Stacy uses social media to discuss and amplify ideas. From her computer, she can reach peers across the country.  Additionally, Stacy uses social media groups to connect with and support fellow caregivers and patients. They can share information and tips, and turn to each other for emotional support. Social media can be a tool to directly impact health outcomes.  To wrap up, let’s hear from Dr. Manning and what drives her use of social media.
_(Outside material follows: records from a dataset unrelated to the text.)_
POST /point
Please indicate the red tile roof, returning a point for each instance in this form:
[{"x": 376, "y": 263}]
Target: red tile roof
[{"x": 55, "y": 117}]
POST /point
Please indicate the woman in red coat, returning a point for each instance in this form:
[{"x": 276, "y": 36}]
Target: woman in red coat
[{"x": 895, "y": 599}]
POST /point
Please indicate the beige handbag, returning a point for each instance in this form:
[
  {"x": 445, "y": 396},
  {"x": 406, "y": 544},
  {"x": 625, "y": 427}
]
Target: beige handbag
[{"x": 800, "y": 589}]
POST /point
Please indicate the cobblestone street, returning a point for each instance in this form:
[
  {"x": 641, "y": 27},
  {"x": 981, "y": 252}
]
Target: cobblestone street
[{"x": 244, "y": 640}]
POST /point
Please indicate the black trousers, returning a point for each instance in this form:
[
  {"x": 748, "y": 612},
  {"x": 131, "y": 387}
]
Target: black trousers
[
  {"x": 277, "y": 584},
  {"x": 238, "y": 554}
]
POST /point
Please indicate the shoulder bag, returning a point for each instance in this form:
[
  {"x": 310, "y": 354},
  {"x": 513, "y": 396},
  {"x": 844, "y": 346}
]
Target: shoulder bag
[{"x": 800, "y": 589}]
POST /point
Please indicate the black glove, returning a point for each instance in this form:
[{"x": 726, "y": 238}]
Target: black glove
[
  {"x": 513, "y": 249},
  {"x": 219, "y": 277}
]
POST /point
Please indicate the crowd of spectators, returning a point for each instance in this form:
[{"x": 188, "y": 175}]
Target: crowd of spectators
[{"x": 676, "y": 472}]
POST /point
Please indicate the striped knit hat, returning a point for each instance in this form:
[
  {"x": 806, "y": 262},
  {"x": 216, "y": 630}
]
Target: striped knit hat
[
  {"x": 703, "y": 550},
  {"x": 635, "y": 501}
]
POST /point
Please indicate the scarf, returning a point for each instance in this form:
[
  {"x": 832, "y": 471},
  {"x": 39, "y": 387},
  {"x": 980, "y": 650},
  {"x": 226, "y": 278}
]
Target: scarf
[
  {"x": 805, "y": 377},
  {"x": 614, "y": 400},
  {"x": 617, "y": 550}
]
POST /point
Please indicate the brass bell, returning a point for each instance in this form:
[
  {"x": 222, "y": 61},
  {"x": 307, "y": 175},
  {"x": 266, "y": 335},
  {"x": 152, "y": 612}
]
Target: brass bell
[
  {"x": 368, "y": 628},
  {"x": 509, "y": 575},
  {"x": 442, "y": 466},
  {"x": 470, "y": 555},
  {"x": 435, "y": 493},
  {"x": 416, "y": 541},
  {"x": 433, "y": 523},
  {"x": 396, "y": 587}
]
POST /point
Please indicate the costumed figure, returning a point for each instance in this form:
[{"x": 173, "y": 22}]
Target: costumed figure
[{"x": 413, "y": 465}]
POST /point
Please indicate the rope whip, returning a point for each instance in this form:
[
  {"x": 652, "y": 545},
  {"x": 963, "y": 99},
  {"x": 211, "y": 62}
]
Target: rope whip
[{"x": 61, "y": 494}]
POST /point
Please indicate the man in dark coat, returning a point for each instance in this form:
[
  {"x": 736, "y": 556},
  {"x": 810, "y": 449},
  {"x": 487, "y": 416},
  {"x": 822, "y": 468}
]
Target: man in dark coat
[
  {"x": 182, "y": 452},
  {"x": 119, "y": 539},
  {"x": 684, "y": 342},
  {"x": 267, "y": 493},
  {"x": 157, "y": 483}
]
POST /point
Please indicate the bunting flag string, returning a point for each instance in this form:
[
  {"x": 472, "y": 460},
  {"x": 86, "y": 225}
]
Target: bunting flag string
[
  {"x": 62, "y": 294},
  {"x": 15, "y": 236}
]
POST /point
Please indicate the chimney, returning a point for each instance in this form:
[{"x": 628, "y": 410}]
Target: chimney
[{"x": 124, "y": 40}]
Kimberly Manning, M.D.  05:59

I’m a very big fan of Toni Morrison, particularly her writing but also as a human being. And she wrote her first book, The Bluest Eye when she was 39 years old. And when asked why she wrote it, she said so I could read it. It was the book I wanted to read. So I try to tell the stories that I would have hunger to hear as an intern or as a medical student. I try to write the stories that I’m not seeing anywhere. And I try to paint a picture of a safety net hospital like gravity or black people who come not from privilege or who who have low resources. You’re not trying to humanize those entities. vigils, because I get to see that every day, but the pictures that are painted of us, they don’t ever look like what I get to see. And so most people who see what I write on social media as it relates to a patient that I take care of a Grady Hospital, they are almost always from a positive slant. It is almost always countering the narrative that is painted about poor black people and descendants of slavery. I’m really, because there’s so much beauty involved, we are not all slow saying and flower bringing, there’s a lot of laughter, a lot of joy, and a lot of people who are delighted to be who they are, even with all the hardships. So I think I think I’m just always hungry. To tell the story that I that I don’t, that I don’t read. So the podcast that Dr. Ashley mcmullin. And I started together again, it was something that I hadn’t heard, I want to hear two black women physicians just talking to each other in a relaxed way. And being comfortable in their own skin. Ashley is junior to me, she’s identifies as a queer black woman. I’m a 50 year old married mom of two, married to a man and we have very different lived experiences. So also showing that black women are not a monolith, we can be very, very different from each other, even though we’re all in this space. So I’m always hungry to show the thing that people haven’t seen, but that I get to see, and then hoping to permit more people to bring their authentic selves into spaces, so that we all stop code-switching. Just stop it.

Carina Clawson  08:27

Dr. Manning’s blog highlights underrepresented stories of Black patients, reaching a vast audience of clinicians, patients, even celebrities like Oprah. And her podcast provides virtual mentorship to the next generation of health professionals.  Not every professional needs a twitter or blog, but for all three of these leaders, social media played an important role in their career journey.   If you are interested in joining a social media or having a larger presence online, make sure to check out the guidelines from your employer and remember to be respectful. When used right, social media platforms offer the potential the promote health, understanding, and professional development.